Workshop Program

9:00 AM - 9:15 AM Opening Remarks

Deniz Altınbüken, Google; Lyric P. Doshi, Google; Martin Maas, Google; Milad Hashemi, Google

9:15 AM - 10:00 AM Invited Speaker

Towards ML-augmented Database Systems

Carsten Binnig, TU Darmstadt

Abstract: Database Management Systems (DBMSs) are the backbone for managing large volumes of data efficiently in the cloud. For providing high performance, many of the most complex DBMS components such as query optimizers or schedulers involve solving non-trivial problems. To tackle such problems, recent work has outlined a new direction of so-called learned DBMSs where core parts of DBMSs are being replaced by machine learning (ML) models which have shown to provide significant performance benefits. However, a major drawback of the current approaches to enabling learned DBMS components is that they not only cause very high overhead for training an ML model to replace a DBMS component but that the overhead occurs repeatedly which renders these approaches far from practical. In the first part talk, I will present our vision of zero-shot learned DBMSs to tackle these issues. In the second part, I will then outline very recent work on ML-augmented DBMSs to extend DBMS with new capabilities such as seamless querying of multimodal data which is composed of tables, text, and images.

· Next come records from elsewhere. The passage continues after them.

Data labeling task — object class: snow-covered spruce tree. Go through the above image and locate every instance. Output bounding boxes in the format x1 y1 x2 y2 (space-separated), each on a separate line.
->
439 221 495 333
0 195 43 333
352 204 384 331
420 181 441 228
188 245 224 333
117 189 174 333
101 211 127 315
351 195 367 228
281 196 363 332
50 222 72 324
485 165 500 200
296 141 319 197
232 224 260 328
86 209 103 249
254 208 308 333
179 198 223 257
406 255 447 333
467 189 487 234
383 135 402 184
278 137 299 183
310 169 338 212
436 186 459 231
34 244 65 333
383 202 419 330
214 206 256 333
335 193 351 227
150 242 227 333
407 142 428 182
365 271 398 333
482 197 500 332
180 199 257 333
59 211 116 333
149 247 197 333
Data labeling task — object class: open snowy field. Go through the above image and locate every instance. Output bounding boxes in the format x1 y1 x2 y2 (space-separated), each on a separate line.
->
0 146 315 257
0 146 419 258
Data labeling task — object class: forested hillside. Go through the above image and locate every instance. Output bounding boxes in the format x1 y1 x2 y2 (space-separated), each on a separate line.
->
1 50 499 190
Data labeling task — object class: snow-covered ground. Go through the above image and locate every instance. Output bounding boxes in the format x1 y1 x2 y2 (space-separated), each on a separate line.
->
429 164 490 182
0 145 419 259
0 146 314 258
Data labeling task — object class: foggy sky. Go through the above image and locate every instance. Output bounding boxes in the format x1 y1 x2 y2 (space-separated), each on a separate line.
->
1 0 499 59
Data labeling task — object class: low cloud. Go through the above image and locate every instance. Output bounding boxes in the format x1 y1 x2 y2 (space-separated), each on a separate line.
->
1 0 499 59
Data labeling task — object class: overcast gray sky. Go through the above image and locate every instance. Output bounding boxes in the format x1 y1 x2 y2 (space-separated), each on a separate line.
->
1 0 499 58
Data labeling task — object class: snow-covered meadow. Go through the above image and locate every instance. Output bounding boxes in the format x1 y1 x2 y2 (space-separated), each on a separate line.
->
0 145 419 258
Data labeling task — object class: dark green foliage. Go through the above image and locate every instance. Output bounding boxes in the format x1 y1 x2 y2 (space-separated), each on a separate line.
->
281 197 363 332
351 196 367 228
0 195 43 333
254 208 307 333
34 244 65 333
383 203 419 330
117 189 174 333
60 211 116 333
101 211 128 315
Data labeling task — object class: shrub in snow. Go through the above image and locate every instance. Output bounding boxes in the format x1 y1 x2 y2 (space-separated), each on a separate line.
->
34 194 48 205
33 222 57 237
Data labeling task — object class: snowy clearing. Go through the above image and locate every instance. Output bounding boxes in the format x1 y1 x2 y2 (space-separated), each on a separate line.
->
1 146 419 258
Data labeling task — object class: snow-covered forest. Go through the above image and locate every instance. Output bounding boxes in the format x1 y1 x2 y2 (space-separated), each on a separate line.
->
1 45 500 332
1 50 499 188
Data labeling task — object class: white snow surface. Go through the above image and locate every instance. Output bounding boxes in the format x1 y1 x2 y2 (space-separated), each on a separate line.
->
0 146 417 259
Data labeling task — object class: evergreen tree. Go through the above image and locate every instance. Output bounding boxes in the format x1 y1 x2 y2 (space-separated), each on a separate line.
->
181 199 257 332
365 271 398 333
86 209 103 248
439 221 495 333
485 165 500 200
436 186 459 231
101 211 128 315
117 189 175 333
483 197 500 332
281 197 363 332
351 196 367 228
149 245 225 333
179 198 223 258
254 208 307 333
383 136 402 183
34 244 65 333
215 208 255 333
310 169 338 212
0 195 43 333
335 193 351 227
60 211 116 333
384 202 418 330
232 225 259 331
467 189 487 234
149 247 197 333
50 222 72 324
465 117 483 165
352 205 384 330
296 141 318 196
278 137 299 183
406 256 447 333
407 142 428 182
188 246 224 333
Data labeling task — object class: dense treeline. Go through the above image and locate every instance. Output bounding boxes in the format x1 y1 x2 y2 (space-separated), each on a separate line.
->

Bio: Carsten Binnig is a Full Professor in the Computer Science department at TU Darmstadt and a Visiting Researcher at the Google Systems Research Group. Carsten received his Ph.D. at the University of Heidelberg in 2008. Afterwards, he spent time as a postdoctoral researcher in the Systems Group at ETH Zurich and at SAP working on in-memory databases. Currently, his research focus is on the design of scalable data systems on modern hardware as well as machine learning for scalable data systems. His work has been awarded a Google Faculty Award, as well as multiple best paper and best demo awards.

10:00 AM - 10:30 AM Break

10:30 AM - 11:15 AM Invited Speaker

Architecture 2.0: Why Architects Need a Data-centric AI Gymnasium
Vijay Janapa Reddi, Harvard University

Abstract: Machine learning (ML) is revolutionizing the design of computer systems and architectures, but several challenges hinder the scalability, reproducibility, fairness, and comparability of ML-based research in this domain. This talk delves into the major challenges and emphasizes the necessity of establishing a shared ecosystem for ML-aided systems and architecture research. Such an ecosystem would provide researchers with access to public datasets, models, and a unified platform for result sharing and comparison. By facilitating resource sharing, the ecosystem would enhance fairness and reproducibility in ML systems research, enabling easy replication of work. Additionally, the shared ecosystem would aid in establishing baselines for ML systems research by offering standardized tasks and metrics (benchmarks) for performance comparison. To advance this vision, the talk introduces Arch Gym, an open-source gymnasium designed for machine learning-assisted architecture design. Lastly, this talk calls upon the community to collaborate in constructing and expanding this shared ecosystem for ML-guided systems and architecture research, so that we can collectively foster advancements in the field.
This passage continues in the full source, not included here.